The below sequence diagram shows a detailed (contains all implementation details) sample software lifecycle, where:
- a repository maintainer initially installs the application, triggering an initial backfill
- a user later posts a new issue, triggering a comment from issuedigger
- another user (in this example, the maintainer) comments in that same issue thread. The new comment will contribute to that issue's embedding
- to see if new comments on an issue shifted similarities enough to bring forth new
results, one can comment
@issuedigger dig
- the app can be uninstalled anytime (either by removing it from one's account entirely, or revoking access to specific repositores), triggering a wipe of all stored data. This is a destructive action, and later reinstallation (possible anytime) might not restore all data (due to aforementioned GitHub API request limits)
sequenceDiagram
autonumber
actor M as Maintainer
actor U as User
participant ID as issuedigger (GitHub App)

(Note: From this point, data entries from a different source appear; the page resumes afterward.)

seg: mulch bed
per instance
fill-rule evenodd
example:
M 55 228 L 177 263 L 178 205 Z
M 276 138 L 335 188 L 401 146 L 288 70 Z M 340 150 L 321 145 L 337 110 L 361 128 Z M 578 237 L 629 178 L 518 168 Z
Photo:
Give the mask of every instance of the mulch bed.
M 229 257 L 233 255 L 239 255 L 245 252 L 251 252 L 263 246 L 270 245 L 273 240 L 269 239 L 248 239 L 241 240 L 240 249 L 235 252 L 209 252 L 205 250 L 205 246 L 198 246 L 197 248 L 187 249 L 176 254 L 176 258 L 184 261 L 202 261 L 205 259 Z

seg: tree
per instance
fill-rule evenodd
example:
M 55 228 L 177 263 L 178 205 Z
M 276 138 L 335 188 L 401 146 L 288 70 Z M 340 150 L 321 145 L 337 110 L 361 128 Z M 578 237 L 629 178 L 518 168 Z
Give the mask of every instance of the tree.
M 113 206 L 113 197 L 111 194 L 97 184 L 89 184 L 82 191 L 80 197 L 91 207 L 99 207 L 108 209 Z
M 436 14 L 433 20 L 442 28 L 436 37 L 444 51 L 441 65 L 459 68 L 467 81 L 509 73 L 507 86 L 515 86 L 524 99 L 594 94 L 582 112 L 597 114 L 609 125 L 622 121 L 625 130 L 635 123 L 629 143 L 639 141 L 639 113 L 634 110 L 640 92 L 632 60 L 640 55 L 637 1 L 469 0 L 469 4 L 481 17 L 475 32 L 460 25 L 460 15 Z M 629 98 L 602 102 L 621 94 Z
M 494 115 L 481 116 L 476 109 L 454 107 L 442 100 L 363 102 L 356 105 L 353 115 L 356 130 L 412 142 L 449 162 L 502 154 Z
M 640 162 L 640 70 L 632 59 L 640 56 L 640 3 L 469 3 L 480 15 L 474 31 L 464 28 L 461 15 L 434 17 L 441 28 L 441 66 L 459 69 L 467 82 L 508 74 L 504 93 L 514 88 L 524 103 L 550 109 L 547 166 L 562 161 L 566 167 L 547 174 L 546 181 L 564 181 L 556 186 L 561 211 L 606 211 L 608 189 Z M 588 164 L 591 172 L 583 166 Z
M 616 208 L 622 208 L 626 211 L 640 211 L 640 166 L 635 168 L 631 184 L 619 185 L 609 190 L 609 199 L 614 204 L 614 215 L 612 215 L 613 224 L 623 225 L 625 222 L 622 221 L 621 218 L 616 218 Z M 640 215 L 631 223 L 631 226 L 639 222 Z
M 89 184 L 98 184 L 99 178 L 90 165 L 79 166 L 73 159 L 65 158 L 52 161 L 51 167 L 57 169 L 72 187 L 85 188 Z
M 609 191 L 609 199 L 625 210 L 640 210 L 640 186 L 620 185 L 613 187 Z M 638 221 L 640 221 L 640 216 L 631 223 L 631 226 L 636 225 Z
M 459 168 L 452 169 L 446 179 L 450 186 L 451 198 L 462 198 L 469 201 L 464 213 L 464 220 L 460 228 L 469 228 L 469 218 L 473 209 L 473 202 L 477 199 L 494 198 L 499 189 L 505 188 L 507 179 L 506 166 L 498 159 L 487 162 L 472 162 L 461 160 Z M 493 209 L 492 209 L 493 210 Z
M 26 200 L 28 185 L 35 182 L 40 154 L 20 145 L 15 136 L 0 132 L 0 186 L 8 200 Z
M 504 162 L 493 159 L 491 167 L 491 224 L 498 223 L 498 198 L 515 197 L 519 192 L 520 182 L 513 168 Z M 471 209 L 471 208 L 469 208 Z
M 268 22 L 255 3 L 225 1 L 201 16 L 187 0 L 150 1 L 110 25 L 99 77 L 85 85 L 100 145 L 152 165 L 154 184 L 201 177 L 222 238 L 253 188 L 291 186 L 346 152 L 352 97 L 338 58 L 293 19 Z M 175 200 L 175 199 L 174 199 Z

participant GH as GitHub Repo
participant CFW as Cloudflare Worker
participant CFQ as Cloudflare Queue
participant CFWAI as Cloudflare Workers AI
participant CFV as Cloudflare Vectorize
participant CFDO as Cloudflare Durable Object
participant CFKV as Cloudflare KV
M->>ID: Visit page and install
ID->>GH: Is granted access to
ID->>CFW: Installation webhook fires
CFW->>CFQ: Submit work
Note over CFQ, CFW: Same Worker is both<br/>producer and consumer.<br/>Every webhook goes through<br/>the Queue.<br/>(Only shown once for simplicity)
CFQ->>CFW: Dispatch work
CFW->>GH: Fetch past items
Note over CFW, GH: via REST API
GH->>CFW: Items
loop Per item
CFW->>CFDO: Acquire "lock" for issue
Note over CFW, CFDO: Serializing work per issue<br/>avoids "last writer wins"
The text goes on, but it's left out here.